THE European Commission should adopt a system of internal billing to make operational departments more aware of the costs when they ask for support from the legal, translation and other back-up services, according to a new internal report.

The recommendation is contained in a wide-ranging study, Designing Tomorrow's Commission which draws together the findings of an 18-month screening exercise dubbed 'Decode'.

The report reveals that more than 30,000 people, including outsiders on temporary contracts, now work full-time for the Commission in one capacity or another - almost double the usual estimates.

The exercise, which identified both good and bad practices in the Commission, was launched in October 1997 to help restructure the organisation to cope with its new responsibilities under the Amsterdam Treaty and prepare for EU enlargement.

It has since assumed even greater political importance following the highly critical report earlier this year by the committee of 'wise men' on the Commis-sion's management style.

"It is a kind of tool box of ideas, facts and figures and Romano Prodi has already used some of them when he announced his reorganisation of the Commission last week," said Graham Avery, the inspector-general whose department coordinated the mammoth task.

"This is not a response to the experts' report, but the Commission needs to have a more serious discussion on its priorities.
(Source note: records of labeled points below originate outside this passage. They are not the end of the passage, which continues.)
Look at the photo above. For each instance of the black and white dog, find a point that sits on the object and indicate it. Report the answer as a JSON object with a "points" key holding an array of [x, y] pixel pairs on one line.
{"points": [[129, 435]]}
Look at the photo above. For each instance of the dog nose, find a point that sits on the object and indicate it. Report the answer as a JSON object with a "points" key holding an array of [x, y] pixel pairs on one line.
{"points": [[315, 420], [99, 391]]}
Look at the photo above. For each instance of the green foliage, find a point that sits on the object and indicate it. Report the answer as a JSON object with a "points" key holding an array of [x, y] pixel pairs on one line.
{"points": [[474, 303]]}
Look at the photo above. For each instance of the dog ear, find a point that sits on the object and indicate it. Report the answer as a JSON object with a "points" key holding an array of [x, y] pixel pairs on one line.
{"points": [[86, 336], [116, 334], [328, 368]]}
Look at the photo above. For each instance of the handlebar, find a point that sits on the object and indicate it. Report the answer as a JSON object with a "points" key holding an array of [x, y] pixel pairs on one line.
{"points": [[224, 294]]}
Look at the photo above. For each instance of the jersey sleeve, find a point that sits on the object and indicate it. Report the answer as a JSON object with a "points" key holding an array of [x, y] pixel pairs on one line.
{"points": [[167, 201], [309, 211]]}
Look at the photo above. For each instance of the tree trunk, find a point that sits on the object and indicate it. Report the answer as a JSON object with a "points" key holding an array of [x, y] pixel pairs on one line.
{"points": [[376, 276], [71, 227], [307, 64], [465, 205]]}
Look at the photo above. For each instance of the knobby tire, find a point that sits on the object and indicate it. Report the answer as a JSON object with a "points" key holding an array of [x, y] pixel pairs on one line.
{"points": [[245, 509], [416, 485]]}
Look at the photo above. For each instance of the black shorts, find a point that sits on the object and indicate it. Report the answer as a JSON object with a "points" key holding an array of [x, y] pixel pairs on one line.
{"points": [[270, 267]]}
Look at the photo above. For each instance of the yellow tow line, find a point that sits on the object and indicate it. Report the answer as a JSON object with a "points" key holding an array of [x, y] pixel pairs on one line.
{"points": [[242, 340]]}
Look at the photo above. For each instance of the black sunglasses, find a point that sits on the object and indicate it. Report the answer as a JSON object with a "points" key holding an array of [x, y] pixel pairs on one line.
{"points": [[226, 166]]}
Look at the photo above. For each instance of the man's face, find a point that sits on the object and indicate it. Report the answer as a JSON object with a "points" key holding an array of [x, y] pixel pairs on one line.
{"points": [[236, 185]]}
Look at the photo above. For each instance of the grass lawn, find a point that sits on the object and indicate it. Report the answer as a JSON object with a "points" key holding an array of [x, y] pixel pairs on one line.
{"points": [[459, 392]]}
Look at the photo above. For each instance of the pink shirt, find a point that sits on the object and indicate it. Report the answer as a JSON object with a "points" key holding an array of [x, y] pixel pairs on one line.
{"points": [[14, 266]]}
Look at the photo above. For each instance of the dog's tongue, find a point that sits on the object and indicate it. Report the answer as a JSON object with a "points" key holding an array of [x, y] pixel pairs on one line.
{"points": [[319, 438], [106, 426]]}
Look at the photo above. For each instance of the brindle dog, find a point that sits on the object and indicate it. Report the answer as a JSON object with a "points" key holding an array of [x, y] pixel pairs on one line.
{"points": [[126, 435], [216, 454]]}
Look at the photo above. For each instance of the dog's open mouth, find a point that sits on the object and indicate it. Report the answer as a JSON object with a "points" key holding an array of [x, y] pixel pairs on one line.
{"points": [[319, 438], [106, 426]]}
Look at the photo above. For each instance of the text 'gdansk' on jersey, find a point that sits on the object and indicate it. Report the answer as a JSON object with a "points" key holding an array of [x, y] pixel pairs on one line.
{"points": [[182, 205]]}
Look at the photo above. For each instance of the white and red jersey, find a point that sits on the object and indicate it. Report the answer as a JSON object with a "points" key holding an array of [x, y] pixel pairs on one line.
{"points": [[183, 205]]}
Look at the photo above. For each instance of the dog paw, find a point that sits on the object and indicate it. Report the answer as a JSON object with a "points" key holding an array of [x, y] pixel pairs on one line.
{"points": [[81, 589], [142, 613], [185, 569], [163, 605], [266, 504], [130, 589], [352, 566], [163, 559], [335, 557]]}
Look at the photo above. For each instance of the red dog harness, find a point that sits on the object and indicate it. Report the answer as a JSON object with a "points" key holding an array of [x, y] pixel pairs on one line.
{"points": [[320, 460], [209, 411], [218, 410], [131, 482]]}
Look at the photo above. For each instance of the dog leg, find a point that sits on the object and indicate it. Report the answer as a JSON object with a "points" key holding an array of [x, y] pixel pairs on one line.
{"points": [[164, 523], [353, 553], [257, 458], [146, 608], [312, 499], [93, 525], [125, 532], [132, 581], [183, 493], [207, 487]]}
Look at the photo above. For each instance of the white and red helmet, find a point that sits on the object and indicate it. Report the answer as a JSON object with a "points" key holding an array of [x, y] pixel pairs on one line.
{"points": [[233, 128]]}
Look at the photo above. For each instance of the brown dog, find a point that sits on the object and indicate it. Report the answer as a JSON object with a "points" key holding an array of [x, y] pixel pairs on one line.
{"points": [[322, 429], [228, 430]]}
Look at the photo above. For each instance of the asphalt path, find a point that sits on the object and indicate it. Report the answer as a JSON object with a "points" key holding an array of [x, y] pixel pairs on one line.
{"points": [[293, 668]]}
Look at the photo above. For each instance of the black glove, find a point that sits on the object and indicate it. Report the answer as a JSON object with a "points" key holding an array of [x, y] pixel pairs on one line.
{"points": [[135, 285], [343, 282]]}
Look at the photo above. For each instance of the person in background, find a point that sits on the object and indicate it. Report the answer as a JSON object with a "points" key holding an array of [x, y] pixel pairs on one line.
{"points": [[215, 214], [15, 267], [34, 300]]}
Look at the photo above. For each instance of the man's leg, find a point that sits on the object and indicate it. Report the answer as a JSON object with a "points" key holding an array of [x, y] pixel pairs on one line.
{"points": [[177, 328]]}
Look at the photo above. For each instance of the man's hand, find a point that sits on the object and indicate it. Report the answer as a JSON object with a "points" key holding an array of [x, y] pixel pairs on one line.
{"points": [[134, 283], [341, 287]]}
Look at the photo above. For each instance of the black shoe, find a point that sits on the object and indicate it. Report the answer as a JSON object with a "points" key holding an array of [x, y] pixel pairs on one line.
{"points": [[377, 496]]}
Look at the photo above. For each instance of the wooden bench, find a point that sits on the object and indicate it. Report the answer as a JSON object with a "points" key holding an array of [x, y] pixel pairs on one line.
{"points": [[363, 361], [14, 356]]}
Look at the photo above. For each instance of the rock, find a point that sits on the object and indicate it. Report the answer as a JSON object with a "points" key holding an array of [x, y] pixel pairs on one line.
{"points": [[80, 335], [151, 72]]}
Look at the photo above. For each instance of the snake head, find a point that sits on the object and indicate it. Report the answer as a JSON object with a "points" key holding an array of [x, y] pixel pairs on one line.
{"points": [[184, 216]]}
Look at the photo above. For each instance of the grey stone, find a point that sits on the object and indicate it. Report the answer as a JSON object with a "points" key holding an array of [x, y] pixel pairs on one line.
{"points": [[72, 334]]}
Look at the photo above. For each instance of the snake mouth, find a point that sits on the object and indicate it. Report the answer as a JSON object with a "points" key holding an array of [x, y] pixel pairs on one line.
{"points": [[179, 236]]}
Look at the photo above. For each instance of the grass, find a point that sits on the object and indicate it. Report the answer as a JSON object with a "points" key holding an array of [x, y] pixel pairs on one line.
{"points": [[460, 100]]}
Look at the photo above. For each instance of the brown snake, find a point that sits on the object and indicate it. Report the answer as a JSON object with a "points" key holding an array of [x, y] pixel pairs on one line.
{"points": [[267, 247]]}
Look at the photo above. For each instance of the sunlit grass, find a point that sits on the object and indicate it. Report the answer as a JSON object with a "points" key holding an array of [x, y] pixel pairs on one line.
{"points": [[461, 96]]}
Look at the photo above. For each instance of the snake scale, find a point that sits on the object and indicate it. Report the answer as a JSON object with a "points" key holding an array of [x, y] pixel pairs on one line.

We need a process of change, but this should be properly managed."

The 12 teams of senior officials involved in the exercise also stressed the need for departments to determine positive and negative priorities. "This may lead to the conclusion that some activities should be reduced, abandoned or organised differently," states the report. "In operational terms, there is a need for a more structured approach by the College, in collaboration with senior management, in order to enable its political guidelines to be translated into the work programmes of the departments."

Attention is also drawn to the need for far more rigorous performance management, with less emphasis on measuring how much work goes into a project and more on what it actually achieves.

One area clearly ripe for such scrutiny is project management, with an estimated 100,000 projects swallowing up 13% of the Commission's budget and more than 10% of its staff resources.